PLMs have demonstrated success in understanding the unique features of antibody evolution, [such as germline gene usage and somatic hypermutation (SHM)](https://doi.org/10.1016/j.patter.2022.100513). The probabilities resulting from PLMs can be used as an estimate for [evolutionary likelihood](https://doi.org/10.1016/j.cels.2022.01.003), both at the per-residue as the per-sequence (pseudolikelihood) level. These likelihoods can be incorporated into AntibodyForests to evaluate patterns in pseudolikelihood and tree topology, and to evaluate mutations along the edges of the trees.

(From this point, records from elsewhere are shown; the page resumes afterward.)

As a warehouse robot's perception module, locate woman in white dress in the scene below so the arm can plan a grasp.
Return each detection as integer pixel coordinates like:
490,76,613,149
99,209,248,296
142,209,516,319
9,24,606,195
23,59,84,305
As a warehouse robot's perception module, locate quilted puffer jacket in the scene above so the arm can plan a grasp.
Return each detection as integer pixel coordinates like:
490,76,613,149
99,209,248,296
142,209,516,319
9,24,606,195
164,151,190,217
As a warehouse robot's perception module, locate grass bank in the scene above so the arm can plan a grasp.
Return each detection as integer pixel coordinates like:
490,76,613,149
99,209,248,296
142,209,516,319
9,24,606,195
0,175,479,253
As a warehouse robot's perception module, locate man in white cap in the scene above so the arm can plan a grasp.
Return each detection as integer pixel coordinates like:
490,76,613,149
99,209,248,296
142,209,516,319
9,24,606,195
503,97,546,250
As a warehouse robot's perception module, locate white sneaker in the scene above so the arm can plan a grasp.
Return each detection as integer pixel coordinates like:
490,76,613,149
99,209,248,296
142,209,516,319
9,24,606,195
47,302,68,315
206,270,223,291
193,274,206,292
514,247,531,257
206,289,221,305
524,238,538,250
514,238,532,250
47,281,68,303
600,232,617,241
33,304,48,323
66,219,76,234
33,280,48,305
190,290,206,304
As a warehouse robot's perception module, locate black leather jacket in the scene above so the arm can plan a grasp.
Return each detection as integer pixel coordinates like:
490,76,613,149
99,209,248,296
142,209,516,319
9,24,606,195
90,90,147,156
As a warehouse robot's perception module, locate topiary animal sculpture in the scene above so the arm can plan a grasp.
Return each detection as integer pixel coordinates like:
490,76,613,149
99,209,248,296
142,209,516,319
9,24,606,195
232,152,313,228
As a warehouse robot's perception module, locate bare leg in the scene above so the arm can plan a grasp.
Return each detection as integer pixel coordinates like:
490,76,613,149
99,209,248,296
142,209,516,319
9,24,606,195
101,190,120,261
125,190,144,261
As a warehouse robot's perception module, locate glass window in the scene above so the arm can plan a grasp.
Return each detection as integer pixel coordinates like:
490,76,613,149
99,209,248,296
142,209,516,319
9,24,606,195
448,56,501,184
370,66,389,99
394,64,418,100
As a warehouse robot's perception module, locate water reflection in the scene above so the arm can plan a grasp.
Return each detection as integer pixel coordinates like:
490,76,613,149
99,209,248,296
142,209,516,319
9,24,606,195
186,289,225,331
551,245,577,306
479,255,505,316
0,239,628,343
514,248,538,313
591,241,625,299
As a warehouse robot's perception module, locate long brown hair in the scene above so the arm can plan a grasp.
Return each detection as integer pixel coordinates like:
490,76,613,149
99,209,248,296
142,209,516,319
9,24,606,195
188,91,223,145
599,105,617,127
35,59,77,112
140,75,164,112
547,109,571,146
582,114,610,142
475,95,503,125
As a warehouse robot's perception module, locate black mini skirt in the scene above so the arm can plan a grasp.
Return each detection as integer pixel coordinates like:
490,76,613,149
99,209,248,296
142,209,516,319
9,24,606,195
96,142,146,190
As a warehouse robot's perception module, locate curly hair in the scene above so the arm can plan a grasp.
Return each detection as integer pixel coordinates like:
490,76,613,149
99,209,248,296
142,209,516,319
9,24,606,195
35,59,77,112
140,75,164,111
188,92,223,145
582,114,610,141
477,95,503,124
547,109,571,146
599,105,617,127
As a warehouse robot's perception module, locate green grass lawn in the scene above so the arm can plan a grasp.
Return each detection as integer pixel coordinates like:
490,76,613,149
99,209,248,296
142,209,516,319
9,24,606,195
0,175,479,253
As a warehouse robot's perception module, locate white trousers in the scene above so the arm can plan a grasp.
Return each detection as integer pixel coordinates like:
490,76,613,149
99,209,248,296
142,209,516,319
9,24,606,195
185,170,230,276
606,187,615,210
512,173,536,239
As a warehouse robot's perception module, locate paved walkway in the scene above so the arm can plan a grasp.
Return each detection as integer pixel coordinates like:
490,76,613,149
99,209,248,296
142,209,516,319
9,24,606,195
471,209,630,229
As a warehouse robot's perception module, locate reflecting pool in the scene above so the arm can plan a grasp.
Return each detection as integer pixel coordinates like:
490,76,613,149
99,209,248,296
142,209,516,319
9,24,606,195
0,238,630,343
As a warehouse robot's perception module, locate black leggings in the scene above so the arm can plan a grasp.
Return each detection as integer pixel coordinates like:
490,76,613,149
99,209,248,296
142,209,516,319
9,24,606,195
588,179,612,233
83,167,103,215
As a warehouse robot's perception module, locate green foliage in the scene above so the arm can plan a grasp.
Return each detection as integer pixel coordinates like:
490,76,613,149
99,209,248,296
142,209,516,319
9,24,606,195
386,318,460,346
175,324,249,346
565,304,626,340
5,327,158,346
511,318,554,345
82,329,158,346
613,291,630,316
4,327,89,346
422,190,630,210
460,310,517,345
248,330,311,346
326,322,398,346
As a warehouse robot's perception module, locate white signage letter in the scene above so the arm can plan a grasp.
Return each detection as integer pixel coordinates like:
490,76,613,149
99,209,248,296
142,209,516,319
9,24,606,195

The pseudolikelihoods and probability matrices can be supplied manually, or easily generated using the [PLM-pipeline](https://github.com/dvginneken/PLM-pipeline). Here, a VDJ-dataframe can be used as input CSV file, and the pipeline can generate the pseudolikelihoods and probability matrices of those sequences using different PLMs. The resulting pseudolikelihoods can be incoporates as node feature in the AntibodyForests-object using the **`Af_add_node_feature()`** function. The pseudolikelihoods can be visualized using the **`Af_plot_tree()`** function, and the correlation with distance to the germline can be visualized using the **`Af_distance_scatterplot`** function.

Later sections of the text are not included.